A possible criticism is that the novelty of EVET also comes with uncertainty as to its reliability. This is an issue with any novel paradigm, particularly when it is more complex than is common in studies of human cognition. However, if we are to understand how human cognition deals with everyday complexity, the experimental paradigms will have to be complex as well as robust. The results of the present study illustrate the utility of exploring this form of complex cognition using multiple errands in a virtual environment, retaining a high degree of experimental control together with a degree of realism. Some confidence in the reliability of our paradigm comes from the degree of internal consistency between the different measures of EVET performance and from the robust relationships with more established measures of retrospective memory and working memory. However, further assessment of its reliability would be useful to address in future studies.

One possible limitation of the implementation of EVET in this study is that the results might not generalise to other scenarios. However, with minor modifications to the procedure, EVET could be used to explore a wide range of research questions—for example, when multiple errands are carried out without preplanning, or when plans are interrupted. We have completed experiments of this kind that will be reported elsewhere. Unlike the original multiple-errands test (Shallice & Burgess, 1991), the same environment can be used in a range of different laboratories, and the environment and the data extraction utilities are freely available for not-for-profit research on request from the authors.

This study has developed and demonstrated the utility of a novel methodology to study everyday multitasking.
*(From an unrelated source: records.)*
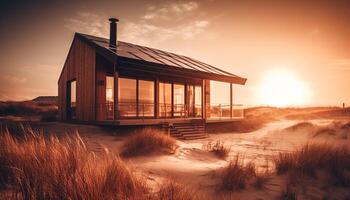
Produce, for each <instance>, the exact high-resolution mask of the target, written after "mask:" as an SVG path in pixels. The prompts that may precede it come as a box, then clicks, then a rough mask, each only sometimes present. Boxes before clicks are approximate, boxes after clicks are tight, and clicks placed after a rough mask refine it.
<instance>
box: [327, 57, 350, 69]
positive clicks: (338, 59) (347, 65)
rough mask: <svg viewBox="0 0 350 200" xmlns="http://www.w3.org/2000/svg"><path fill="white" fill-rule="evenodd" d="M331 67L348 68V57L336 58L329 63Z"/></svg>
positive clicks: (348, 65) (347, 68)
mask: <svg viewBox="0 0 350 200" xmlns="http://www.w3.org/2000/svg"><path fill="white" fill-rule="evenodd" d="M329 65H330V66H331V67H334V68H336V69H338V70H350V58H347V59H338V60H335V61H333V62H331V63H330V64H329Z"/></svg>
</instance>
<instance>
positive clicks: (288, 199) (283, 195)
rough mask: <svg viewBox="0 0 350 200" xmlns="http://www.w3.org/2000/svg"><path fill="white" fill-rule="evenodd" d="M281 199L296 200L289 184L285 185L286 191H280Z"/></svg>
mask: <svg viewBox="0 0 350 200" xmlns="http://www.w3.org/2000/svg"><path fill="white" fill-rule="evenodd" d="M281 199H283V200H296V199H297V193H296V190H295V188H294V187H293V186H292V185H291V184H287V187H286V189H285V190H283V191H282V194H281Z"/></svg>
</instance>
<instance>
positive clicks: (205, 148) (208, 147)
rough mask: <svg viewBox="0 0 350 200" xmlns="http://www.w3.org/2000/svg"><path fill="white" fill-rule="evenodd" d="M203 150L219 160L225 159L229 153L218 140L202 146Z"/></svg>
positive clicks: (227, 147)
mask: <svg viewBox="0 0 350 200" xmlns="http://www.w3.org/2000/svg"><path fill="white" fill-rule="evenodd" d="M204 148H205V150H207V151H209V152H212V153H214V154H215V155H216V156H217V157H219V158H221V159H226V158H227V156H228V155H229V153H230V148H228V147H225V146H224V143H223V142H221V141H220V140H218V141H216V142H215V143H212V142H208V144H207V145H205V146H204Z"/></svg>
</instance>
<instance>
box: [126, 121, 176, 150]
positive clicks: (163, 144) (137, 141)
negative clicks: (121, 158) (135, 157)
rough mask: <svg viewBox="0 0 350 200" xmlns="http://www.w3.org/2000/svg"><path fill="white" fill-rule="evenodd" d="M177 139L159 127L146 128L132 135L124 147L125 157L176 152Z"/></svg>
mask: <svg viewBox="0 0 350 200" xmlns="http://www.w3.org/2000/svg"><path fill="white" fill-rule="evenodd" d="M176 149H177V145H176V140H175V139H174V138H172V137H170V136H168V135H166V134H164V132H162V131H161V130H158V129H152V128H146V129H143V130H141V131H140V132H138V133H135V134H134V135H131V136H130V137H129V138H128V139H127V140H126V141H125V143H124V145H123V147H122V152H121V155H122V156H125V157H130V156H139V155H146V154H150V153H155V152H161V153H164V152H165V153H175V150H176Z"/></svg>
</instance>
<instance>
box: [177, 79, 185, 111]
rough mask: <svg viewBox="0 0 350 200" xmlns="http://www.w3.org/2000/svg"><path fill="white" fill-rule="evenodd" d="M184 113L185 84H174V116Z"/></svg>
mask: <svg viewBox="0 0 350 200" xmlns="http://www.w3.org/2000/svg"><path fill="white" fill-rule="evenodd" d="M184 115H185V86H184V85H181V84H174V116H176V117H178V116H184Z"/></svg>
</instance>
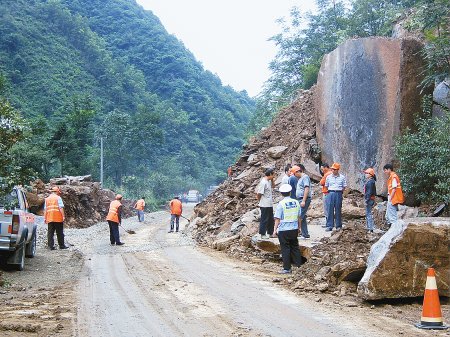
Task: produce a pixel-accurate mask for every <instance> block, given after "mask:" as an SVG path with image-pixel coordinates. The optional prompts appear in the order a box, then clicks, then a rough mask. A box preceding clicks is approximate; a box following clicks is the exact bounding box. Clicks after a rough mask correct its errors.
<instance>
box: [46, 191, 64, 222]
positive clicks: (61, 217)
mask: <svg viewBox="0 0 450 337" xmlns="http://www.w3.org/2000/svg"><path fill="white" fill-rule="evenodd" d="M58 200H59V197H58V196H57V195H56V194H50V195H49V196H48V197H47V198H46V199H45V219H46V220H47V222H63V218H62V214H61V211H60V210H59V204H58Z"/></svg>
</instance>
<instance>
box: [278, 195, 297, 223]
mask: <svg viewBox="0 0 450 337" xmlns="http://www.w3.org/2000/svg"><path fill="white" fill-rule="evenodd" d="M280 202H281V206H283V219H281V221H283V222H294V221H298V212H299V210H300V204H299V203H298V201H297V200H294V199H292V198H288V199H283V200H281V201H280Z"/></svg>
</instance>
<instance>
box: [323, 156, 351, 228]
mask: <svg viewBox="0 0 450 337" xmlns="http://www.w3.org/2000/svg"><path fill="white" fill-rule="evenodd" d="M340 168H341V165H339V164H338V163H333V165H332V166H331V171H332V172H333V173H332V174H330V175H329V176H328V177H327V179H326V181H325V187H326V188H327V189H328V202H329V205H328V218H327V228H326V229H325V231H327V232H331V231H332V230H333V227H334V226H335V225H336V230H340V229H341V228H342V217H341V211H342V193H343V192H344V190H345V188H346V187H347V180H346V179H345V176H344V175H342V174H340V173H339V169H340Z"/></svg>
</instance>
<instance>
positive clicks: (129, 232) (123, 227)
mask: <svg viewBox="0 0 450 337" xmlns="http://www.w3.org/2000/svg"><path fill="white" fill-rule="evenodd" d="M119 226H120V227H122V229H123V230H124V231H125V232H127V233H128V234H136V232H135V231H133V230H131V229H126V228H125V227H123V226H122V224H119Z"/></svg>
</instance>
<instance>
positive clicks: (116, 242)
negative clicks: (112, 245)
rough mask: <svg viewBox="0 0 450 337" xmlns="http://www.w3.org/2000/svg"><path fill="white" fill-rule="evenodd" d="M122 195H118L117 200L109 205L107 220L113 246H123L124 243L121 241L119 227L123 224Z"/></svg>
mask: <svg viewBox="0 0 450 337" xmlns="http://www.w3.org/2000/svg"><path fill="white" fill-rule="evenodd" d="M121 200H122V195H120V194H117V195H116V198H115V199H114V200H113V201H111V203H110V204H109V211H108V215H107V216H106V220H107V221H108V225H109V239H110V241H111V245H114V244H115V245H116V246H122V245H123V244H124V243H123V242H121V241H120V237H119V225H120V224H121V223H122V203H121Z"/></svg>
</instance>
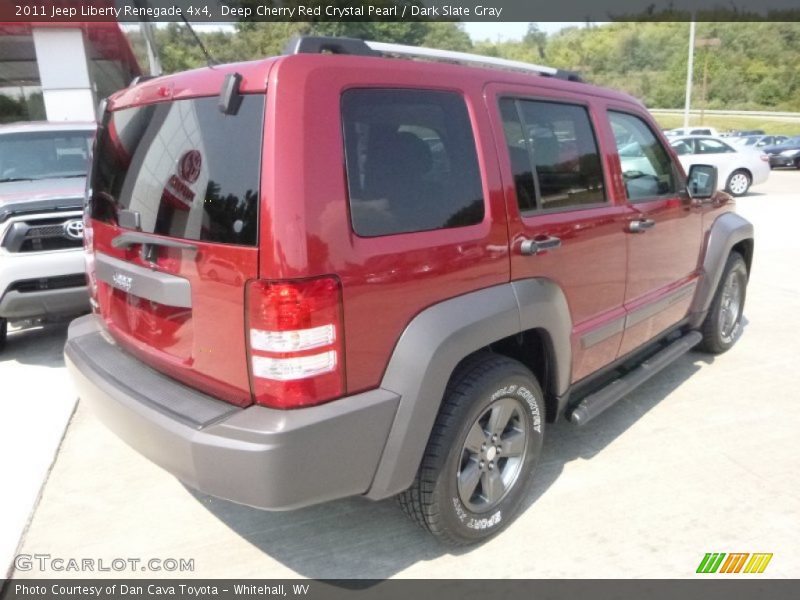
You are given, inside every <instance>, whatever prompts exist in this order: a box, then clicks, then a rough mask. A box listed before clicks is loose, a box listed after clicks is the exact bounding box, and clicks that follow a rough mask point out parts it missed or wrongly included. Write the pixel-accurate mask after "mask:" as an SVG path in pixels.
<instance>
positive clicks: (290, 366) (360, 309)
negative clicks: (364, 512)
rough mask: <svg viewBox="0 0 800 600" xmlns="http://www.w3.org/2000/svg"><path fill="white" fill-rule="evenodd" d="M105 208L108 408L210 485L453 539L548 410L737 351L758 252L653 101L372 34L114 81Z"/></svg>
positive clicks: (537, 456)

It has added insight into how different cognitive functions act in concert to achieve complex cognitive goals, rather than focusing on each function in isolation. We report new findings regarding the relationship between preplanning and plan following, as well as the relationship between three constructs (Memory, Planning, and Intent) in multitasking by healthy young adults, thereby substantially developing research that has focused previously on the cognitive impact of frontal-lobe damage. The study has also demonstrated that this form of complex cognition can successfully be addressed, and thereby yield insights into how human cognition can meet and manage the multiple requirements of daily living.